Let me put the lesson into perspective for you. It was the end of June, forecast was 97 degrees and I had signed up for a Walking Tour of the Canal Walk in Richmond Virginia. I'm not sure how long the walk was in miles, but at 97 degrees and high humidity, I'd argue with anything less than 3 miles! People were dropping off like flies at different stages of the walk, my feet were hurting, I had ran out of water and I was HOT, but I hung in there til the very end.
There were two goals for the day - practice using the aperture priority mode and learn about the history of the James River Canal. I knew with all the tall buildings downtown, it would be a great opportunity to play around with depth of field. What I had not counted on was what I saw when I got home.......
This is where my hear sank....
This would be where a few choice words came in....
The good thing is, I was back and forth between automatic and aperture priority modes that day, so I do have some salvagable photos. The bad news is everything that I really, really liked that captured great depth of field...WAS BLUE!! The other good news is...remember black and white??...saved the day again!

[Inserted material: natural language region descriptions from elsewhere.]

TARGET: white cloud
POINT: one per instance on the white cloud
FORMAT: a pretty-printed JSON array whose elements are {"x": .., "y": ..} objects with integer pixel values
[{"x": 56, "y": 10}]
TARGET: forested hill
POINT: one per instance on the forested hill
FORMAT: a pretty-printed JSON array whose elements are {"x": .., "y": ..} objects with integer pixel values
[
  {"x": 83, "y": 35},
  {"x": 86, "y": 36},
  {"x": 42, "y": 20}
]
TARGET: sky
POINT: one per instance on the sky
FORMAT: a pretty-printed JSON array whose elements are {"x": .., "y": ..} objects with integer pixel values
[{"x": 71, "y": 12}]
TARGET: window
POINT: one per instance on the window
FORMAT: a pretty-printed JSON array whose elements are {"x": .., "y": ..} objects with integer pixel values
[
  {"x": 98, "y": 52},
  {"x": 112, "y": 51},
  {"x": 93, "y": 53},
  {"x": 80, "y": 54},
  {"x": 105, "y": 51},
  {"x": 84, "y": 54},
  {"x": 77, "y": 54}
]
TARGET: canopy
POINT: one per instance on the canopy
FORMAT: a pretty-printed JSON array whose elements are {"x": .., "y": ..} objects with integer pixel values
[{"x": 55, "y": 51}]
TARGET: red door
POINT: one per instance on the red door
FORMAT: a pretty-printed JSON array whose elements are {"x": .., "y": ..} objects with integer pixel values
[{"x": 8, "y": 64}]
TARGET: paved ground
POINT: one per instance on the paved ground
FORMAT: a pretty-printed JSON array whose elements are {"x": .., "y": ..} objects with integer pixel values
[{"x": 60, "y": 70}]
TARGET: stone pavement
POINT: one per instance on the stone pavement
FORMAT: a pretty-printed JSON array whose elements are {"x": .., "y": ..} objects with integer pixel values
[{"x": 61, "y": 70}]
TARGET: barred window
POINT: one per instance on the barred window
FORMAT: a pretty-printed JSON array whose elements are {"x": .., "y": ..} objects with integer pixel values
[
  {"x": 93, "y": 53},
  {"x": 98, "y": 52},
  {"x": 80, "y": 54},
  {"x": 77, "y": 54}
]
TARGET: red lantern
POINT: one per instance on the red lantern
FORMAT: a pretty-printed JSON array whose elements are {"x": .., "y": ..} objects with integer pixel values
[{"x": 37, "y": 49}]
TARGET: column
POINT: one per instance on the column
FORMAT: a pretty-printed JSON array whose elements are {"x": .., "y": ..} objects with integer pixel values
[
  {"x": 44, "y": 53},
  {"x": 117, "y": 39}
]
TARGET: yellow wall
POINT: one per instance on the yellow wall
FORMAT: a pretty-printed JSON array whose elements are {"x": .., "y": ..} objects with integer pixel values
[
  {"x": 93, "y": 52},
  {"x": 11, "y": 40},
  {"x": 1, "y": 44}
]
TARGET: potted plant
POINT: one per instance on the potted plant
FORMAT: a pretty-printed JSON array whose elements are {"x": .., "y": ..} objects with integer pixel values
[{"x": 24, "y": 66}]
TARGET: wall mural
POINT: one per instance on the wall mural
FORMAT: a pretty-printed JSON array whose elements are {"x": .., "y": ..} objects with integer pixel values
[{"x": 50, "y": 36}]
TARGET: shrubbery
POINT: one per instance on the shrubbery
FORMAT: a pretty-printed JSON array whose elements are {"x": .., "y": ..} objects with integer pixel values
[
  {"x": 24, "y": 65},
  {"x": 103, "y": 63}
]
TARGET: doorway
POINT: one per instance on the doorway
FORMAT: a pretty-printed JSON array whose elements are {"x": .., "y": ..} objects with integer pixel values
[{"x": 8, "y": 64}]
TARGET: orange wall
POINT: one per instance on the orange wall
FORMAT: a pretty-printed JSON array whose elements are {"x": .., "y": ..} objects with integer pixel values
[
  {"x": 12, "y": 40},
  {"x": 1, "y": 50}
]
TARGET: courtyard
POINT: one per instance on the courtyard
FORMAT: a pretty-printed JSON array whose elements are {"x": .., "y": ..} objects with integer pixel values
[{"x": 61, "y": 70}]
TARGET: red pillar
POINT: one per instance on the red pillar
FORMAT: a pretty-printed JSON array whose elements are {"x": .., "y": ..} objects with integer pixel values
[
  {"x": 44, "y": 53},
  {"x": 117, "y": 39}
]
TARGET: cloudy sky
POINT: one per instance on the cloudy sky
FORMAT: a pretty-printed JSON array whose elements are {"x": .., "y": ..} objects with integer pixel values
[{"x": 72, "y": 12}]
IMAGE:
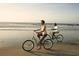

Lesson Learned: Everytime I take my camera out, I need to remember to check the settings and I need to learn which settings aren't automatic in the professional modes and always check before shooting. The second thing is check my shots often in preview. If I had done that earlier, I would have seen the blue photos and been able to fix the issue from the start. And third...white balance, white balance, white balance....get it right!!! So...what happened?
Prior to this outing, I had been practicing with different white balance settings indoors. The photos taken on this day while in automatic mode came out great. I have very little control in this mode, the camera chooses the settings it feels are appropriate and that's that. However, in apeture mode, that's a different story. The camera allows me to change many more settings, and our friend white balance, just happens to be one of them. The blue you see in these photos, happen to be the result of taking pictures outdoors in bright sunlight, using an indoor white balance setting called Tungsten B.K.A....household light bulbs.
Needless to say, I haven't made that mistake again, and I preview just about every shot before moving on to the next one if time permits. It may take longer, but it is so worth it in the end.